Rick Reilly Shuts Down Journalism School, Pisses On Journalism's Corpse, Makes Some Shit Up About MLK

Rick Reilly returned yesterday to the University of Colorado's J-School to deliver a speech to graduates. A 1981 alumni himself, Reilly sent out the last pure CU journalism grads, as the program converts to "journalism plus" next year. Gathered from reports by the Denver Post and Daily Camera, here are some of the words of wisdom he imparted:

"When you get out there, all I ask is that you: DON'T WRITE FOR FREE! Nobody asks strippers to strip for free, doctors to doctor for free or professors to profess for free. Have some pride! What you know how to do now is a skill that 99.9 percent of the people don't have. If you do it for free, they won't respect you in the morning. Or the next day. Or the day after that. You sink everybody's boat in the harbor, not just yours. So just DON'T!"

"And don't ever use the word 'enjoy.' Ever."

A professor back in college told him that he was too good for sportswriting.

"I look at my tax return this year and say, 'Pfft, no I'm not," Reilly said.

He told graduates that journalism will always be relevant, and the "digital house of cards will fold" without trained professionals to dig up documents, check facts, interview people and write well. Bloggers who hold down couch springs in their mothers' basements and write for a few people, he said, aren't carrying out those duties.

"One of my rules is to write sentences that have never been uttered before in the history of the English language. . . . So when you get out there, say things people have NEVER said before, like: 'Tiger, I'd like you to meet my sister.' 'Brett Favre has finally made up his mind.'"

Young journalists, the biggest present you give yourselves as you head out into the workplace is to NEVER FUCKING LISTEN TO RICK REILLY. His big advice about not writing sentences people have already read? Reilly has made a career of writing sentences people have already read. Here are a few selected instances of Reilly's never-before-uttered sentences.

Foreword to The Best American Sports Writing 2002:

Never Write a Sentence You've Already Read.

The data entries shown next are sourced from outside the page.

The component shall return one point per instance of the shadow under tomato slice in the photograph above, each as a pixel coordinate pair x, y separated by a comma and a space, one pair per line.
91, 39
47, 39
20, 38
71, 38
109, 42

That was said by Oscar Wilde, but it's still the best way to make words jump off the page and squirt grapefruit juice in the reader's face. Why write: "He beat the crap out of the guy" when it's so much more fun to write: "He turned the guy into six feet of lumps"?

Interview with Dan Patrick, June 13, 2007:

Patrick: "How about the column, ‘Things that you will never see,' and you wrote an entire column on that?"

Reilly: "Oh yeah, sorry. That was pretty good. Thank you."

Patrick: "OK, so you stole that."

Reilly: "No. I changed it to ‘Sentences that have never been uttered.'"

Interview with Neil Best, February 20, 2009:

"I've been doing this for 30 years and my No. 1 goal in writing is to never write a sentence you've already read...
"I don't know if the guy wants me to just write sentences that everybody's already read..."

SportsNation chat on ESPN.com, April 22, 2009:

My #1 rule is something Oscar Wilde once said: "Never write a sentence you've already read."

Letter to an aspiring writer, 2011:

I emailed Rick from SI for writing advice and he gave me something great. He said, "never write a line you've already read."

No, journalism will always need "trained professionals to check facts and write well," trained professionals like Rick Reilly who traffic in recycled material and fake MLK quotes. Reilly was on Colin Cowherd's show yesterday, and had this exchange:

Cowherd: Did you have a problem with Americans cheering for the death, even if it's for an evil guy like Osama Bin Laden?

Reilly: Well, I immediately thought of Martin Luther King, I think it was him, who said, 'No matter what, no matter if it's...even if it's my most hated enemy, I will never cheer for a death." That's the first thing I thought.

It's unlikely that the King quote was Reilly first thought, because it wasn't a King quote at all. He, like the rest of us holding down couch springs in our mothers' basements (at least the fourth time he's used that reference, by the way), saw it on Twitter and unthinkingly parroted it. Unfortunately for Reilly, by the time he was parroting it on the radio, the quote had already been thoroughly debunked.

That's "journalism plus," people.

One of the sprightly CU grads was thrilled with Reilly's speech, telling a reporter, "[Reilly] has been around a lot so he really has a lot to teach about writing."

Now that's a sentence we definitely haven't read before.